The need to create surveillance systems that go beyond data release and generate useful, relevant, and accessible information to make appropriate decisions has been widely recognized. To reach this goal, the design and implementation of surveillance systems should consider not only technical issues but aspects that guarantee their sustainability and utility and, more important, the utilization of surveillance data for resource allocation and planning of health programs and interventions. Until now, key issues, such as political will, community involvement, local structures, decision-making processes, and accountability in surveillance outcomes, have been neglected.

For many years we have faced the same problems, all against the backdrop of an epidemiological mosaic where infectious and communicable diseases coexist, with limited capacity to conduct surveillance, low priority given to data by decision makers, and limited utilization of information, among other issues.

Technical, management, and political approaches involving new partnerships, new ways to involve different stakeholders in the process, new methods and tools, and ways to overcome resource restrictions and improve surveillance effectiveness must be devised.
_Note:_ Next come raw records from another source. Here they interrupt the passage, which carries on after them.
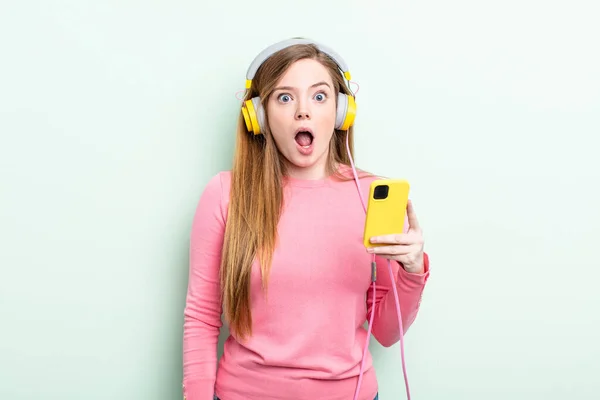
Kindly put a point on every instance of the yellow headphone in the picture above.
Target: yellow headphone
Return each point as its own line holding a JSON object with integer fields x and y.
{"x": 253, "y": 111}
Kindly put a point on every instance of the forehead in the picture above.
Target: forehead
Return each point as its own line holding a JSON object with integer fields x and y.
{"x": 304, "y": 73}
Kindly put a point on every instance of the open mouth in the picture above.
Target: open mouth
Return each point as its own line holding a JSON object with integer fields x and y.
{"x": 304, "y": 138}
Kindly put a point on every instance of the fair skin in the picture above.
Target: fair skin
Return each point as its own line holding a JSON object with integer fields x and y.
{"x": 304, "y": 99}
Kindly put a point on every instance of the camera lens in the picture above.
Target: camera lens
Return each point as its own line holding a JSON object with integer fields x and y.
{"x": 381, "y": 192}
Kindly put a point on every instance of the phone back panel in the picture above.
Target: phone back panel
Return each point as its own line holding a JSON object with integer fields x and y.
{"x": 386, "y": 215}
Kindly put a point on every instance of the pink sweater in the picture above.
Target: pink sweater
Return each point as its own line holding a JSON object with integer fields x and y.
{"x": 308, "y": 335}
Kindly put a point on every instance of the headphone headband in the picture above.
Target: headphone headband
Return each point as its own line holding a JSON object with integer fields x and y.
{"x": 269, "y": 51}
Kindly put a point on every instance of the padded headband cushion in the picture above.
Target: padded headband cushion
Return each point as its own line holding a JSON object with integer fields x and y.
{"x": 269, "y": 51}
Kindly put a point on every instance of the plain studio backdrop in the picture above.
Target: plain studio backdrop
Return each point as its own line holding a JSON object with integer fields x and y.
{"x": 115, "y": 114}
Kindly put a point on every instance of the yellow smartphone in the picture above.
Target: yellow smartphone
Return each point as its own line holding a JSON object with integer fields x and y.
{"x": 386, "y": 209}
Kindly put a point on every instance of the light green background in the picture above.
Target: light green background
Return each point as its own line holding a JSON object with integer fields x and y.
{"x": 116, "y": 113}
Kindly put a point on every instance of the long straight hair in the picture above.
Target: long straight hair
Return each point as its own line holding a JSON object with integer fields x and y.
{"x": 256, "y": 195}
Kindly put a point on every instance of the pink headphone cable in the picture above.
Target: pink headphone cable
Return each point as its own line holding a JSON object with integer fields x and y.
{"x": 374, "y": 278}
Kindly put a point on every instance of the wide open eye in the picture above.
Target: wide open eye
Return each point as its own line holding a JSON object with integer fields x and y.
{"x": 320, "y": 96}
{"x": 284, "y": 98}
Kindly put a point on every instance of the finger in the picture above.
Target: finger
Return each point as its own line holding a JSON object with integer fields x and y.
{"x": 391, "y": 250}
{"x": 396, "y": 238}
{"x": 413, "y": 222}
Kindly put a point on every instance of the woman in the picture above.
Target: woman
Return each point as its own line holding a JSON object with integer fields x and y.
{"x": 276, "y": 244}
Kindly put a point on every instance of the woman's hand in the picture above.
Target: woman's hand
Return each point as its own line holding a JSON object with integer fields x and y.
{"x": 406, "y": 248}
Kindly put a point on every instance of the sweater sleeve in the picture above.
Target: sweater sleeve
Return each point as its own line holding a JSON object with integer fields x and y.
{"x": 410, "y": 288}
{"x": 202, "y": 313}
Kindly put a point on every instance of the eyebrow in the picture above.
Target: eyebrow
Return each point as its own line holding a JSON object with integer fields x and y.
{"x": 312, "y": 86}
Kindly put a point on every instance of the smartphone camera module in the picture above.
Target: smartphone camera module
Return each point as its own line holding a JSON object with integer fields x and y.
{"x": 381, "y": 192}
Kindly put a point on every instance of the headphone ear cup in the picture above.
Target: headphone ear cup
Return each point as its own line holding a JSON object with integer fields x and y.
{"x": 346, "y": 112}
{"x": 254, "y": 115}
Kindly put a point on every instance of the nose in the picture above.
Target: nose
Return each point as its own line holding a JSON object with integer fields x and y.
{"x": 302, "y": 113}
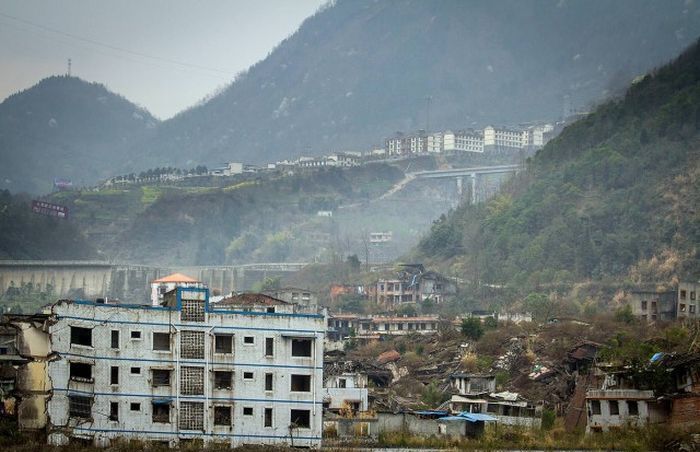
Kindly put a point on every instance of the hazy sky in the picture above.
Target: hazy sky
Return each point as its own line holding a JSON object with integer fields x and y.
{"x": 164, "y": 55}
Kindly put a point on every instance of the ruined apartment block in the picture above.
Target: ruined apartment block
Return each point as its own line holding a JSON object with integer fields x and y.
{"x": 232, "y": 373}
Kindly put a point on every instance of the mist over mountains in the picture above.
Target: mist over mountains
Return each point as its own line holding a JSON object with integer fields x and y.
{"x": 353, "y": 74}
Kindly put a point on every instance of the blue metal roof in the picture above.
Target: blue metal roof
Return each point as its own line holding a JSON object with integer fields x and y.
{"x": 469, "y": 417}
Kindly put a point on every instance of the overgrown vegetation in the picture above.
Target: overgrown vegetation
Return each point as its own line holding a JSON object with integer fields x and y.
{"x": 613, "y": 191}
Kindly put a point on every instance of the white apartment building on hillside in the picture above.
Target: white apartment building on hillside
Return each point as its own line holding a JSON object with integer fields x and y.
{"x": 247, "y": 370}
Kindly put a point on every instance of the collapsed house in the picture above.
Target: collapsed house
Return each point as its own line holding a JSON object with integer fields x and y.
{"x": 476, "y": 394}
{"x": 665, "y": 391}
{"x": 414, "y": 284}
{"x": 244, "y": 371}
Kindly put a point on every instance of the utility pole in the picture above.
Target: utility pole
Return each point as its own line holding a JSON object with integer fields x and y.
{"x": 428, "y": 99}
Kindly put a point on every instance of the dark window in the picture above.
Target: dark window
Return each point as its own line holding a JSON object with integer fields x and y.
{"x": 301, "y": 418}
{"x": 301, "y": 383}
{"x": 161, "y": 413}
{"x": 222, "y": 415}
{"x": 80, "y": 406}
{"x": 223, "y": 379}
{"x": 161, "y": 342}
{"x": 81, "y": 372}
{"x": 161, "y": 377}
{"x": 223, "y": 343}
{"x": 301, "y": 347}
{"x": 632, "y": 408}
{"x": 81, "y": 336}
{"x": 113, "y": 411}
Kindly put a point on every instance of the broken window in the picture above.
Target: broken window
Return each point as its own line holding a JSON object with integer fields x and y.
{"x": 192, "y": 380}
{"x": 632, "y": 408}
{"x": 161, "y": 377}
{"x": 80, "y": 406}
{"x": 301, "y": 347}
{"x": 161, "y": 412}
{"x": 191, "y": 416}
{"x": 223, "y": 379}
{"x": 222, "y": 415}
{"x": 81, "y": 372}
{"x": 301, "y": 383}
{"x": 192, "y": 311}
{"x": 114, "y": 411}
{"x": 80, "y": 336}
{"x": 269, "y": 346}
{"x": 301, "y": 418}
{"x": 192, "y": 344}
{"x": 161, "y": 342}
{"x": 223, "y": 343}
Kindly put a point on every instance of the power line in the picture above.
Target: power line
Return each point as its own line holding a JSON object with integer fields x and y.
{"x": 112, "y": 47}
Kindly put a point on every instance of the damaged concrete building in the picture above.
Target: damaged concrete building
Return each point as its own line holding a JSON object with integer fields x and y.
{"x": 247, "y": 370}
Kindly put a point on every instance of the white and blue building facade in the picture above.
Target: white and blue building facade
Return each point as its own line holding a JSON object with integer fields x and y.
{"x": 186, "y": 370}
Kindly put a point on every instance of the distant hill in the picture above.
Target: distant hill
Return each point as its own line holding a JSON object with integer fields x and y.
{"x": 359, "y": 70}
{"x": 615, "y": 195}
{"x": 67, "y": 128}
{"x": 27, "y": 235}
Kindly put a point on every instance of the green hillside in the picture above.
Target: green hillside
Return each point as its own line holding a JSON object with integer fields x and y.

An alternative approach has been suggested to meet the aforementioned problems and to make surveillance socially responsible, relevant, and effective, not only for reporting but also for its contribution to producing and sustaining health changes. In this chapter, the vision, strategies, methods, tools, and results of a community-based surveillance system are presented. Three aspects are addressed: the context in which the surveillance is applied, the theory supporting the surveillance system, and the perspectives, goals, solutions, and lessons learned from previous experience.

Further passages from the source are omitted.